Dia mengangguk dan kembali memperhatikanku "mengapa sekarang kau begitu kurus? Apa kau sedang sakit Nak?" Ia menepuk bahuku, tangannya terasa hangat, dan aku merasakan perhatiannya yang tulus.

"Ya, sedikit tidak enak badan Paman, tapi tidak apa-apa" kataku berbohong. Aku tidak ingat sedekat apa keluargaku degan keluarga ini, mereka menyambutku begitu hangat dan ramah.

"Aku baru saja menyiapkan sarapan, apa kau sudah makan?" Aku menggeleng "Taecyon!! Panggil nenek Han bilang kita sarapan bersama" serunya dan aku dapat mendengar seruan Taecyon yang meng'iya'kan.

Kami semua berada di meja makan setelahnya. Aku, Taecyon, Ayahnya dan Nenek Han. Mereka semua adalah orang-orang yang menjaga rumahku dengan baik dan menyambutku dengan baik pula.

"Aku tidak tahu kapan aku akan kembali lagi" ucapku ketika kami hampir menyelesaikan makan. "Aku berharap rumah itu akan baik-baik saja setelah aku pergi" aku menatap mereka satu persatu "aku tahu terima kasih saja tidak cukup, tapi aku benar - benar bertermakasih" aku merapatkan kedua kakiku kebelakang dan duduk diatasnya "gomapseumnida" aku membungkuk dalam. Harusnya aku memutar memori yang membuatku bahagia bersama mereka, hanya sedikit yang aku ingat, bahkan aku tidak membawa apa-apa sebagai bingkisan. Mungkin bagi mereka kedatanganku sudah cukup, tapi bagiku tidak. Aku membutuhkan Ibu dan Ayah yang meredam kecanggungan disini, aku butuh mereka untuk mengingat kenangan yang dulu mereka bangun disini.

Selesai sarapan aku berniat untuk segera pulang sebelum Ibuku mencari. Ponselku sudah mati dan aku tidak berniat mengaktifkannya. Sebelum aku pulang Ayah Taecyon memintaku untuk berjalan-jalan mengitari seperempat dari kota ini dengan sepeda Taecyon. Dulu aku dan Taecyon berangakat sekolah bersama dan dia memboncengku. Aku mulai ingat itu.

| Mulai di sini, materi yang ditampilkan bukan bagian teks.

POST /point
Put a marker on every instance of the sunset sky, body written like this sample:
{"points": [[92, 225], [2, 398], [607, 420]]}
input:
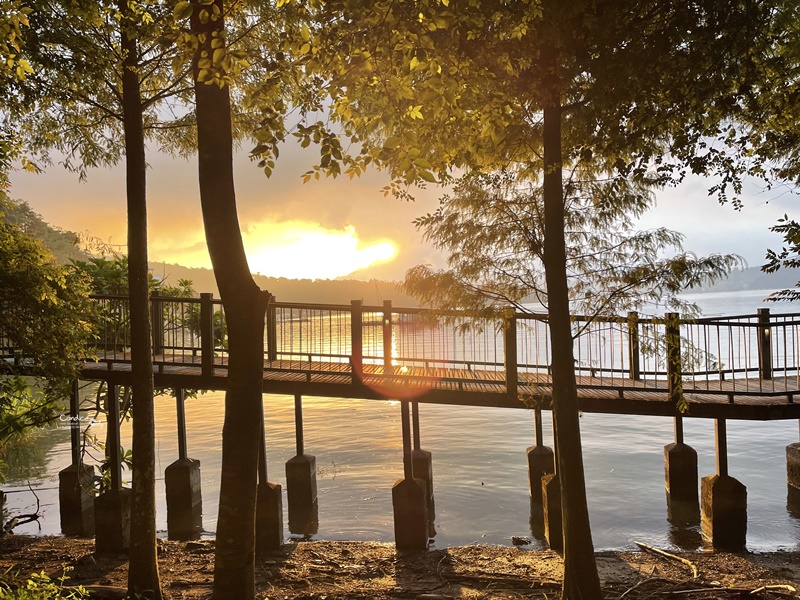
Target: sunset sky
{"points": [[335, 228]]}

Setelah menaiki sepeda aku bersiap-siap, aku kembali ke rumahku dan membawa satu bingkai fotoku ketika masih balita bersama Ibu dan Ayahku untuk aku letakan di kamarku. Sembari bersiap aku melirik Nenek Han yang berdiri di sudut ruangan sambil menatapku, wajahnya terlihat sedih. Aku memakai tasku dan berjalan kearahnya. "Semoga Tuhan memberiku kesempatan untuk datang berkunjung lagi, dan aku janji akan membuatkan kue untuk Nenek" aku langsung memeluknya dan ia mengusap rambutku lembut. Hanya itu yang bisa aku ucapkan dan tidak bisa berjanji apa-apa termasuk membuat Ayah dan Ibuku ikut berkunjung.

Aku berjalan keluar dan disana sudah ada Taecyon dan Ayahnya yang menunggu di luar.

"Taecyon akan mengantarmu sampai ke bus" Ayahnya memberi tahu. Aku menangangguk dan berterimakasih lagi, sebenarnya tidak ada niatan sama sekali untuk meninggalkan rumah ini, tapi masih ada proses menuju kematian, setelah mengenang masa lalu entah apa yang bisa aku lakukan setelah ini. Aku yakin para vampir dan anaknya sudah menungguku di Seoul untuk memburuku. Mencari gadis yang berani- benarinya meminta Golden Compass mereka.

"Kau harus jaga dirimu dan kembali kemari" ucap Taecyon sebelum aku naik ke bus yang akan mengantarkanku ke Seoul. Taecyon memberitahu apa yang harus aku lakukan setelah ini, yaitu menjaga diriku agar kembali berkunjung. Aku seperti diberi tugas yang tidak bisa aku kerjakan. Aku diam tidak mengangguk.

Betapa bersalahnya aku yang tidak begitu bersikap baik terhadap orang-orang yang menjaga rumahku. Harusnya aku datang dengan berlari memeluk mereka dan pulang dengan tangisan berisik. Seperti anak kecil yang sedang bekunjung ke rumah nenek dan tidak ingin pulang. Aku tahu mereka juga berpikir begitu. Akhirnya aku membungkuk dan pamit pulang.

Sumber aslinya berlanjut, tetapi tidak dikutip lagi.